Most of the other stingers, or jump moments, are plagued by this same problem. There are the expected scenes when suspense is building effectively, but these always seem to payoff clumsily and before truly reaching a crescendo.
For the most part screenwriters, Damien Shannon and Mark Swift (the same duo that gave us Freddy vs. Jason), end up doing an admirable job of weaving elements from the first four movies into something coherent and organic. Although, somewhat over-ambitiously, they figure out a way to tweak the formula by giving us two survivor girls so that we’re kept guessing which one survives until the very end. In doing so they add an element to Jason’s modus operandi that I won’t give away here, but that I found unappealing and I’m sure most fans of the series will agree. Needless to say, this plot device comes at a price not worth paying.
The movie plays on a high technical level, looking and sounding great, and the acting is far superior to that in any of the other Friday films.
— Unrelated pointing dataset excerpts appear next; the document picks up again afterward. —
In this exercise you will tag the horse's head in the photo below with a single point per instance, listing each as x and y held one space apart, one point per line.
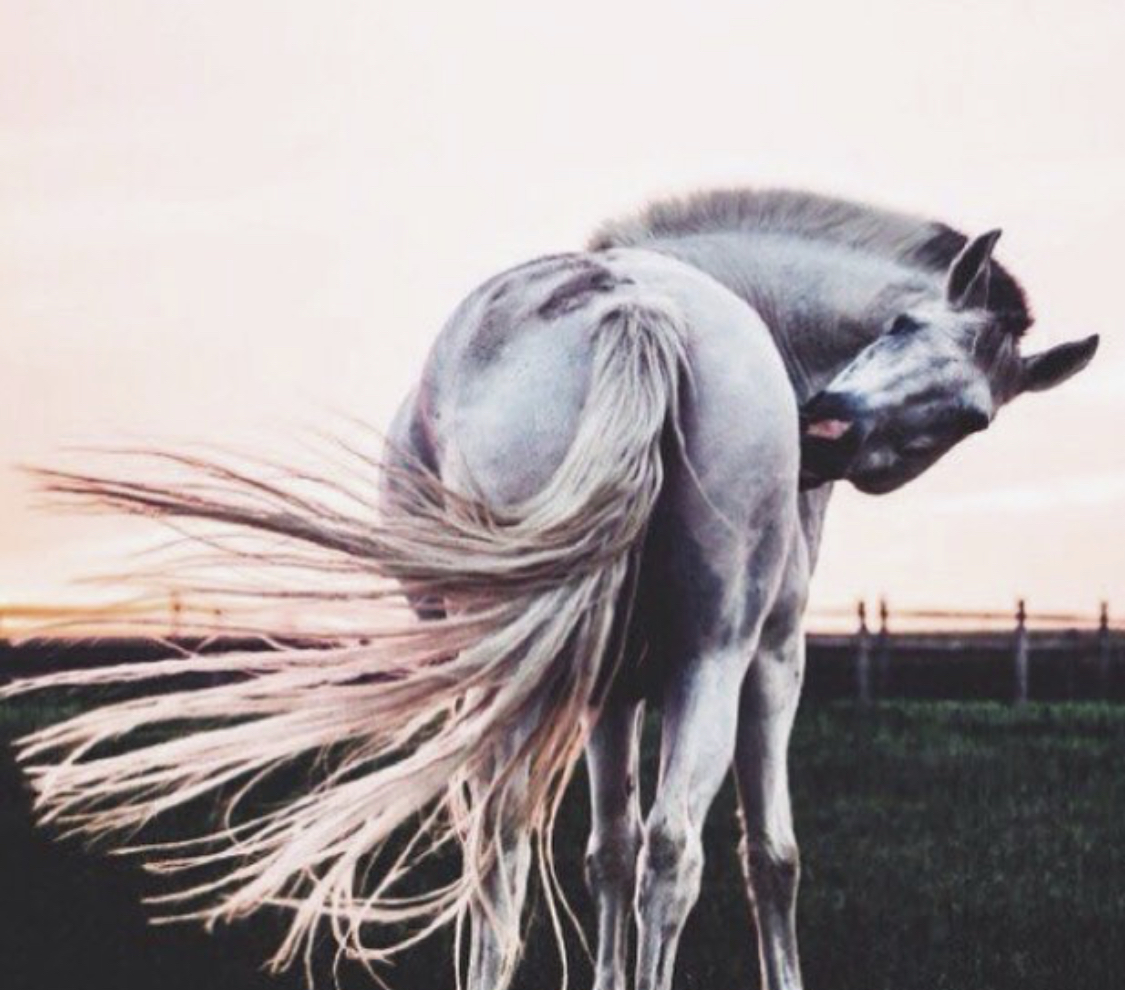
938 372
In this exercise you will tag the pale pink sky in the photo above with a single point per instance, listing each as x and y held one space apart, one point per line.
221 221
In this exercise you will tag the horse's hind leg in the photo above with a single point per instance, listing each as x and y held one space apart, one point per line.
770 853
495 920
700 722
612 756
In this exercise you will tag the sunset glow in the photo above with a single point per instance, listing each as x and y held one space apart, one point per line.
234 223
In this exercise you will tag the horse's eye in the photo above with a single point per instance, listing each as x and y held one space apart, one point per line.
902 325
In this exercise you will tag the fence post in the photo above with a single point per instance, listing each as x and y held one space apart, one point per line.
1022 665
1105 657
863 657
176 612
883 651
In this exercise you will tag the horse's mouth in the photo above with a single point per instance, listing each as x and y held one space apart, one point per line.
828 449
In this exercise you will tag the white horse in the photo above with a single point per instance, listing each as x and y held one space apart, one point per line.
608 487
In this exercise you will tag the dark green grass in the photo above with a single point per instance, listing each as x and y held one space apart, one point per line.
945 845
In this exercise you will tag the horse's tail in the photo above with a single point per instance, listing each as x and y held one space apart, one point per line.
392 722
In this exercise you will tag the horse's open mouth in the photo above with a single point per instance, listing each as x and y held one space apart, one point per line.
828 448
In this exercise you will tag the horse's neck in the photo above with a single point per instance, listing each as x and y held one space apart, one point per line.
822 303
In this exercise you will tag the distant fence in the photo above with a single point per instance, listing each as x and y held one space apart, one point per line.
1015 656
1018 656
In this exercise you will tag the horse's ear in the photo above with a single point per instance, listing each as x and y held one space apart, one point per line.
1054 366
966 285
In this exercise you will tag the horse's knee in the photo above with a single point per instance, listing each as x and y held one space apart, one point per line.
772 866
672 866
611 857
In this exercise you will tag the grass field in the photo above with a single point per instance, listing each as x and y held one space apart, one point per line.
945 845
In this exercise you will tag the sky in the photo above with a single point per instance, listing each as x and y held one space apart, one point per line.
232 222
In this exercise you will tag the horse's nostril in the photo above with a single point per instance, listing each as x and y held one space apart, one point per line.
830 405
972 420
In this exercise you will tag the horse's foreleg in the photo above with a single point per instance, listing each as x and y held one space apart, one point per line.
700 723
612 757
770 853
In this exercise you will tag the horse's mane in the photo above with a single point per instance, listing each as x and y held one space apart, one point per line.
927 245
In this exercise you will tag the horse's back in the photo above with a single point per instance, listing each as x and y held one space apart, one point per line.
505 383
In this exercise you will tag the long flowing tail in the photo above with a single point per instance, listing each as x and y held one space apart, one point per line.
390 721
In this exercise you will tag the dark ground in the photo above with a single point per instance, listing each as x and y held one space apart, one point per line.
945 845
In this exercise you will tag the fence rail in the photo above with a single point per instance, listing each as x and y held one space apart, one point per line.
912 653
1023 656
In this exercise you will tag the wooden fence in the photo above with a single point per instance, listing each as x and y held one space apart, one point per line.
1017 656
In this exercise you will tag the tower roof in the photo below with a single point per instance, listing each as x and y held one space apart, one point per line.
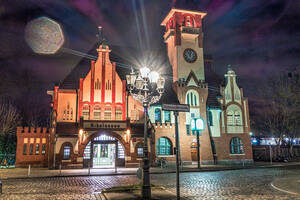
173 10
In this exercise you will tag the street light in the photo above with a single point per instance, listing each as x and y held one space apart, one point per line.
147 88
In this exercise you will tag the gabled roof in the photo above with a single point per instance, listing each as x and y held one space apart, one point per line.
214 82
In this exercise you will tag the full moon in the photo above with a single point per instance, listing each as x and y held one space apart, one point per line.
44 35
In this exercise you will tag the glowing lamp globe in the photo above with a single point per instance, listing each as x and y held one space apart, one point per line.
144 72
153 77
139 83
44 36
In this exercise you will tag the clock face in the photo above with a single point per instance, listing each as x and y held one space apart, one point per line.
190 55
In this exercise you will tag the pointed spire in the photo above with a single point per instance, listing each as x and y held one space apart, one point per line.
100 36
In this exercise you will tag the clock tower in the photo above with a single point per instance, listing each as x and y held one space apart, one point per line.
183 36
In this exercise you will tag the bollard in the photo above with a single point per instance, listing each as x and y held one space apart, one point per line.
60 169
29 166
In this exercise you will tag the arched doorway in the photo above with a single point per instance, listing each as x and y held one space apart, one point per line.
104 151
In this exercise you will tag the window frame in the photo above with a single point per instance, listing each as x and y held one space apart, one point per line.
167 147
66 149
37 149
157 112
24 149
236 146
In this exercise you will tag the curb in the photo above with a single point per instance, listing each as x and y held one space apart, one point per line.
285 191
158 172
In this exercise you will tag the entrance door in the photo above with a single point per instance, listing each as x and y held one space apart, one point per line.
104 155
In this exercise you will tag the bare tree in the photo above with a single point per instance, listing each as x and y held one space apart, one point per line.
9 117
281 109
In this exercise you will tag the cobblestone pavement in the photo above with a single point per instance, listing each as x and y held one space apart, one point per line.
236 184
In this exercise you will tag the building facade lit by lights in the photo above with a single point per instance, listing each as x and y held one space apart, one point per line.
95 123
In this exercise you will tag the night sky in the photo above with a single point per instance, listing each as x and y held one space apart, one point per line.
257 37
It’s clear that Nispel and crew treat the subject matter with respect rather than as fodder for campy humor. But the bottom line is that if you’re going to step outside the evolution of this mythology and take it back to a place we’ve already been, then the core of what makes these movies somehow appealing needs to be amped up, or else it’s just a waste of time. Marcus Nispel and company do not bring anything to the table that even remotely accomplishes this.
I still haven’t forgiven this crew for their blasphemous and unwarranted remake of The Texas Chainsaw Massacre, but Friday the 13th is a different animal altogether. There’ve been eleven of them. Jason’s died several times, he’s gone to Manhattan, he’s gone to the future, he’s gone to outer space, he’s gone to hell, he’s even battled Freddy Krueger. Given all that, it should have been relatively easy to take the chances necessary to give us something worthwhile, rather than utterly ridiculous. I mean really – no matter what these filmmakers did it wasn’t going to be as bad as the majority of the other Friday the 13th films.
And that’s just it. Friday the 13th isn’t bad, but the problem is that it isn’t good either. It merely hits the same old notes and with very little gusto, doing nothing to justify its own existence.